许是郁珩捂耳朵的动作过分明显,周围人一时议论的声音消下去一些,在郁珩冷着眼环视一周之后,动静就完全消失。

        不知过了多久,虞岁桉感觉双耳一轻,然后街上的嘈杂贯耳而入,却没有了那些刺耳讨伐声。

        但是虞岁桉还在看着郁珩发呆,像是有点没有反应过来,郁珩也注意到了她的视线,以为她只是单纯一时没有反应过来。

        “没事了,有什么想说的话就说,没关系的,我相信你。”

        他将‘我相信你’几个字又说了一遍,在众人都不知道她要说什么的时候,在面临着可能被一起指责道德问题上。

        他坚定不移的站在她这一边。

        此时一股刺骨携着凉意的寒风吹过,刺的双颊生疼,可虞岁桉却觉得,身上都是暖烘烘的。

        两人双目而视,这一幕落在顾淮景的眼中是说不出的讽刺,他的眉心一跳,视线落在虞岁桉亮晶晶发着光的明亮双眸中。

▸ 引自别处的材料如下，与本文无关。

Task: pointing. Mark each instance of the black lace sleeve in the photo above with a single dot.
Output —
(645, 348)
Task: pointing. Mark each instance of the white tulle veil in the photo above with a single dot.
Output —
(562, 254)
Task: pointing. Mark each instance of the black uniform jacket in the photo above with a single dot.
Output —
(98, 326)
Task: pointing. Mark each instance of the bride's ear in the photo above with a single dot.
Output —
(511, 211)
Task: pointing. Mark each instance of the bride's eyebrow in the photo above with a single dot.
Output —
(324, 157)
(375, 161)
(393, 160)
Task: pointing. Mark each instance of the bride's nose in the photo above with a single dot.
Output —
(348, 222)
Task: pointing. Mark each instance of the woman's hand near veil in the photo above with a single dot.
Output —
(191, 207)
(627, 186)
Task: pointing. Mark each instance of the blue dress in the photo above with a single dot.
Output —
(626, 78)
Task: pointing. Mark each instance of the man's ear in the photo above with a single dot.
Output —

        她……此刻脸上眸中的神情,是过往对他从未有过的欢喜和仰慕。只单看着那人眼睛里的喜悦就藏不住。

        离他最近的凌婉儿率先发现了他的异常,凌婉儿一口银牙几乎咬碎。

        为什么,为什么虞岁桉对别的男人示好都表现的这么明显,太子却越发对她时刻关注,一双眼就像长在她的身上。